In comparison to THA, HA is a faster, less invasive procedure with lower initial costs and has also been associated with lower dislocation rates [3, 14, 20]. However, a recent retrospective study of a comparable patient cohort (n = 966 displaced FNF) treated with an anti-dislocation THA dual-mobility cup and primarily by experienced hip surgeons, demonstrated a dislocation rate of only 4.7%. In addition, 0.8% had intraprosthetic dislocation requiring open reduction and liner replacement [26]. Evaluated by the risk of revision, Harris Hip Score and Quality of Life (Short Form 36), a recent review concluded that THA appears to be superior to HA, especially in patients < 80 years and with a life expectancy > 4 years [18].

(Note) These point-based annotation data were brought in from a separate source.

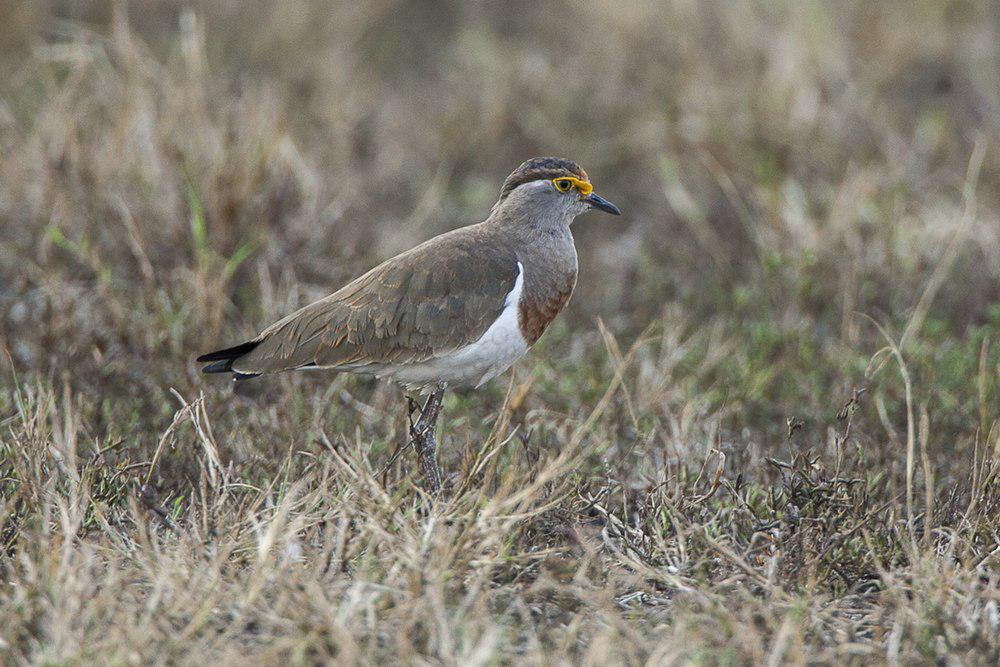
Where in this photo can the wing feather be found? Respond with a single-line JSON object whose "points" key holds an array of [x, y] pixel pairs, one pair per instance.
{"points": [[440, 296]]}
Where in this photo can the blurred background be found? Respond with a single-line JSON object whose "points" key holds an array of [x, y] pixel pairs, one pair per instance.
{"points": [[175, 175], [810, 195]]}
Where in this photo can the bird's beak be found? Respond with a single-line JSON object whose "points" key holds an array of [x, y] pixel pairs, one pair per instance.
{"points": [[601, 203]]}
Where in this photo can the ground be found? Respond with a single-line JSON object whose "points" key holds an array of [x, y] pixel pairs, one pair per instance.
{"points": [[767, 428]]}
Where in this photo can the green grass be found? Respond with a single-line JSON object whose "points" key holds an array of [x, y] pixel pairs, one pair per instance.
{"points": [[675, 474]]}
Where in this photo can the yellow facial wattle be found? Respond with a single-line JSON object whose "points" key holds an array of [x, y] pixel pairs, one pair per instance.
{"points": [[567, 183]]}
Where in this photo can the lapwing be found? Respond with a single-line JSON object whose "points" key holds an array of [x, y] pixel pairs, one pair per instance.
{"points": [[456, 310]]}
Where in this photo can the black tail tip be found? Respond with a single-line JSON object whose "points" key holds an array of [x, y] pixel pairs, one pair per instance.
{"points": [[222, 360]]}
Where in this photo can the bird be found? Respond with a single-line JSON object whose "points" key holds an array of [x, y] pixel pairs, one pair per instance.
{"points": [[454, 311]]}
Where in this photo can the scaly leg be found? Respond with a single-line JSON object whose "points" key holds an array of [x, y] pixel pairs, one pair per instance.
{"points": [[422, 436]]}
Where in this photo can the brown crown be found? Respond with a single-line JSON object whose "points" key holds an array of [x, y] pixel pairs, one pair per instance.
{"points": [[541, 168]]}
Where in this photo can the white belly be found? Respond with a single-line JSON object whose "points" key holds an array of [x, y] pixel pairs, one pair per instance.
{"points": [[494, 352]]}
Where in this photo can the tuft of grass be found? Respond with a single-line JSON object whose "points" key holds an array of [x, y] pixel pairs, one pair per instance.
{"points": [[767, 430]]}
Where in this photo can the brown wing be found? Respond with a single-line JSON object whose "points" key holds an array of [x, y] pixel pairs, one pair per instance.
{"points": [[435, 298]]}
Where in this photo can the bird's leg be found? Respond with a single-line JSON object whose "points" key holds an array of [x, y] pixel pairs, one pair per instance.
{"points": [[422, 435]]}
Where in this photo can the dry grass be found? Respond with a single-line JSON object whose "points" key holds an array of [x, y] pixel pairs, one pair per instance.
{"points": [[767, 430]]}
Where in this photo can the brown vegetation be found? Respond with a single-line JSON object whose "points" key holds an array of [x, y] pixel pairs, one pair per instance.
{"points": [[766, 430]]}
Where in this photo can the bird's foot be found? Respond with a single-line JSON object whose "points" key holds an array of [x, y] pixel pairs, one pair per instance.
{"points": [[422, 435]]}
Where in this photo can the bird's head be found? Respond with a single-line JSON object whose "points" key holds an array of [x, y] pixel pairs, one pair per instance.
{"points": [[549, 189]]}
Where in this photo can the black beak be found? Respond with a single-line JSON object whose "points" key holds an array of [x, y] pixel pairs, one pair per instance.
{"points": [[602, 204]]}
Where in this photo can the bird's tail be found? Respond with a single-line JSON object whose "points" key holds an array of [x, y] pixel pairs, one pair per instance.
{"points": [[222, 360]]}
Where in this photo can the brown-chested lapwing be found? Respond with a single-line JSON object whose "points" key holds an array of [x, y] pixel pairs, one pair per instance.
{"points": [[456, 310]]}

In total, 3.6% (n = 27 hips) were converted to a THA in our follow-up period. It has recently been demonstrated that converting a HA to THA has poorer outcome than primary THA evaluated by adverse outcomes and costs [12]. In our cohort, 0.5% hips (n = 4) in the non-dislocation group were converted to THA due to radiological visible acetabular erosion and persistent hip pain, which is lower than reported by Schmitz et al. demonstrating acetabulum wear and a pain conversion rate of 5.6%, although only reported for patients aged under 75 [25]. As patients with FNF are considered frail and the mean age of the patients included in our study is rather high, there is a judicious risk of underestimating this complication [17].

Limitations

The retrospective design may result in a risk of underestimating the complications, as some complications may have encountered outside the four hospitals in the Central Denmark Region and, therefore, not registered. However, given the rather high age and the general frailty of patients with FNF, only a few patients are expected to move outside the Central Denmark Region. Moreover, no control group was included for comparison with a different treatment modality, e.g. THA, and the design did not allow for the registration of patient-reported outcome measures (pain, functional outcome, or quality of life), excluding qualitative assessment of the inserted HA nor any assessment of postoperative walking capabilities. Also, we were not able to evaluate the influence of patient cognitive status and patient specified demographics (e.g. body mass index, osteoporosis status, ASA-classification, etc.) as this was inconsistently described in the electronic medical report. Lastly, diagnosis of pulmonary embolism and deep vein thrombosis were only crosschecked for in the patient files, which introduces an obligate risk of underestimating these complications.

Conclusion

In summary, this study adds further to the evidence of treating displaced FNF. Primary HA presents a safe and robust treatment option, particularly for patients aged > 70, with acceptable complication rates in a normal clinical practice set-up, allowing for supervised residents to perform the surgery without increasing the dislocation risk. Our study promotes further curious discussion to the continuous debate regarding the optimal treatment for FNF, and to the definition of an exact optimal cut-off in which clinical situations HA is superior to THA, and vice versa. As our study population represents a genuine unselected cohort, our findings may readily be extrapolated, but we encourage future high-quality prospective studies conducting strict, thorough, and individual preoperative patient assessments when evaluating various treatment arms for the heterogeneous group of patients with displaced FNF rather than local preferences and traditions [23].